The Cold of the Night

Writing by Extremeven on  Jan 18, 2011

The night is cold. I feel the vold of the night trying to come into my heart. To make my warm heart colder then the night air. Colder then anything you can imagine. I cant see im blind. Blinded by the night and the night air. Where did the warm air go? Where did the light of day go? Why did it just go away like a fog in the night.

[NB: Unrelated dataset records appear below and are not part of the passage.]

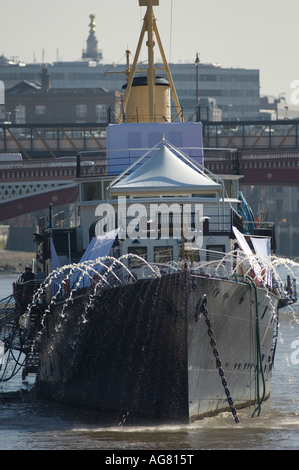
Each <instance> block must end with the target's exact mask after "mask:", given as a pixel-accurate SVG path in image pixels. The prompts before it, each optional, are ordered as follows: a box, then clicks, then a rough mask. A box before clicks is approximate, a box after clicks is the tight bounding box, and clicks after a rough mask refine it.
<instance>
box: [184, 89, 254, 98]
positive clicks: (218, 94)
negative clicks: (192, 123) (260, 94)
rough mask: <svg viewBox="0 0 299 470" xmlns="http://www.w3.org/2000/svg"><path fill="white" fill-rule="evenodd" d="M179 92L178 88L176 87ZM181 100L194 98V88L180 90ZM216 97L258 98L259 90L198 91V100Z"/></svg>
mask: <svg viewBox="0 0 299 470" xmlns="http://www.w3.org/2000/svg"><path fill="white" fill-rule="evenodd" d="M178 91H179V87H178ZM180 91H181V98H182V99H183V98H184V97H185V96H195V93H196V92H195V90H194V88H193V89H192V88H190V89H188V90H187V89H183V88H182V89H181V90H180ZM216 96H223V97H242V98H246V97H247V98H259V90H258V89H254V90H249V89H247V88H246V89H243V88H242V89H240V90H238V89H230V90H213V89H211V88H209V89H208V90H203V89H200V90H199V98H203V97H208V98H214V97H216Z"/></svg>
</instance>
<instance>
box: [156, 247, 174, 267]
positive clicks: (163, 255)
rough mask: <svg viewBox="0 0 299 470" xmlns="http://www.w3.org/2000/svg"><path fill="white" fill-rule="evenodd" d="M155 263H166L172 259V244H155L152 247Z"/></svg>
mask: <svg viewBox="0 0 299 470" xmlns="http://www.w3.org/2000/svg"><path fill="white" fill-rule="evenodd" d="M154 259H155V263H167V262H168V261H172V260H173V248H172V246H155V247H154Z"/></svg>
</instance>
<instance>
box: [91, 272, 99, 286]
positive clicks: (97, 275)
mask: <svg viewBox="0 0 299 470" xmlns="http://www.w3.org/2000/svg"><path fill="white" fill-rule="evenodd" d="M99 280H100V276H99V275H98V274H94V275H93V276H92V288H93V289H95V288H96V287H97V284H98V282H99Z"/></svg>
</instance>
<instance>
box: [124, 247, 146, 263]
mask: <svg viewBox="0 0 299 470" xmlns="http://www.w3.org/2000/svg"><path fill="white" fill-rule="evenodd" d="M128 253H132V254H134V255H137V256H141V258H143V259H145V260H146V258H147V248H146V246H136V247H135V246H131V247H129V250H128ZM141 265H142V260H139V259H138V258H129V267H130V268H137V267H139V266H141Z"/></svg>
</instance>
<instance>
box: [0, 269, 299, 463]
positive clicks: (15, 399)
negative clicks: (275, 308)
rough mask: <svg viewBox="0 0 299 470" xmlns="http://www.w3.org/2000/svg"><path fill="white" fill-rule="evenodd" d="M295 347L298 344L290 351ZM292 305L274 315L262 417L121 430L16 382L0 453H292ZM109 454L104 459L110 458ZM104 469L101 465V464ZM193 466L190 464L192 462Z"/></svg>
mask: <svg viewBox="0 0 299 470" xmlns="http://www.w3.org/2000/svg"><path fill="white" fill-rule="evenodd" d="M15 277H16V276H11V275H8V276H3V275H0V299H1V298H4V297H6V296H7V295H10V293H11V292H12V282H13V281H14V280H15ZM297 342H298V345H297ZM297 350H298V351H299V305H298V306H296V308H293V310H291V309H290V308H288V309H285V310H284V311H281V313H280V330H279V340H278V345H277V352H276V359H275V367H274V371H273V377H272V393H271V397H270V399H269V400H267V401H266V402H264V404H263V406H262V411H261V415H260V416H259V417H255V418H251V413H252V411H253V410H252V409H246V410H241V411H238V416H239V419H240V423H239V424H236V423H235V422H234V420H233V418H232V415H231V413H223V414H221V415H219V416H217V417H213V418H206V419H203V420H200V421H197V422H195V423H193V424H190V425H182V426H180V425H159V426H140V425H138V426H120V425H119V423H118V422H117V420H115V424H113V423H112V425H111V423H110V425H109V426H107V424H106V423H105V420H103V418H102V417H100V416H97V415H96V414H94V412H88V411H86V410H82V409H80V408H78V407H67V406H61V405H57V404H53V403H48V402H46V403H41V402H36V401H33V400H32V399H30V398H29V397H28V394H27V393H22V394H20V395H19V394H18V395H16V394H15V393H11V392H15V391H16V390H17V389H19V388H22V389H25V390H26V389H28V388H30V385H31V382H30V381H31V380H32V381H33V378H30V377H29V382H25V383H24V382H22V380H21V377H20V376H17V377H15V378H13V379H12V380H11V381H10V382H7V383H2V384H0V450H66V449H67V450H101V451H102V452H101V455H103V456H104V457H103V458H105V456H106V455H108V454H109V453H111V451H112V452H113V453H116V454H115V455H118V454H117V452H120V453H122V452H123V451H125V450H126V451H127V452H128V455H134V454H136V453H137V454H138V452H141V451H145V450H147V451H150V452H158V453H161V454H162V453H163V454H166V453H167V452H166V451H170V450H172V451H175V452H176V453H177V454H182V453H183V454H188V455H189V454H190V455H191V454H192V455H193V454H194V456H195V457H196V455H197V453H198V452H197V451H199V450H297V449H298V448H299V352H298V354H297ZM109 455H110V454H109ZM104 463H105V462H104ZM192 463H194V461H193V462H192Z"/></svg>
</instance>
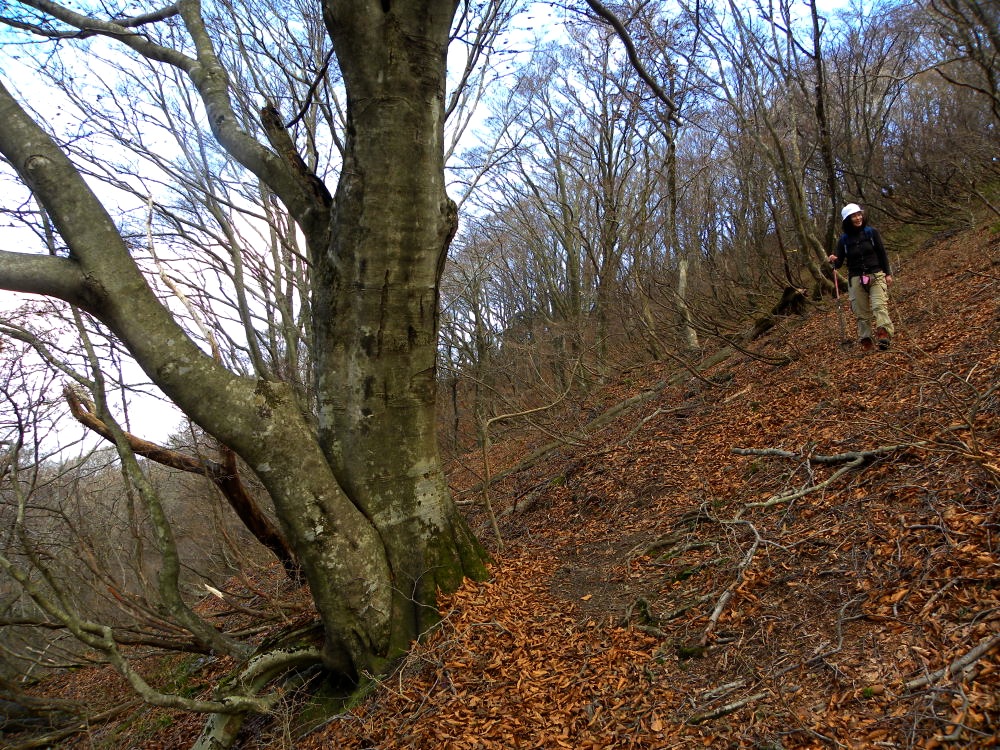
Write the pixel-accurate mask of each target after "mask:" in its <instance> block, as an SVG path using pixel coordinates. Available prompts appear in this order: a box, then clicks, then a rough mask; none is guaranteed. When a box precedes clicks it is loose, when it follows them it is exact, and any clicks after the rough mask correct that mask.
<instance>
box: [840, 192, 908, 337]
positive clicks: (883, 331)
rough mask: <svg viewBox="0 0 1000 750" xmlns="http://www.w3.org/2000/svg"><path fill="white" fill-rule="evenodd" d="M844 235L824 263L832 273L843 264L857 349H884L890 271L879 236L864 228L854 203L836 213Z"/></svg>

my eyes are blocked and my skin feel cold. i light a fire to get warm but im still cold. I thought i was strong but now i am feeling weaker then ever. Why so weak...when i was once strong Who took my strength from me? How could i let them take it all away? Will i ever be able to get it back? Will i ever be strong again or will i stay weak and grow only weaker as time goes by. Is time even moving or is it just there...is it in a never ending cycle or just a one way ticket. Can I control time or is time going to control me? Will i let it or will it just take control. Time is as strange as I am.  If only someone knew the real me. the real me who i am ment and want to me. The person that was taken from me...the person I must be and will be again to my dieing breathe. I can never be with someone unless I at least try and be who i want to be. Not who i was made to be. Only time will tell if i will be who I want to be or who who the world wants me to be. time...still time...will it ever stop...or will time go forever...time...can I understand it or control it... No i cant...i just have to stand by and see what time gives me or takes from me.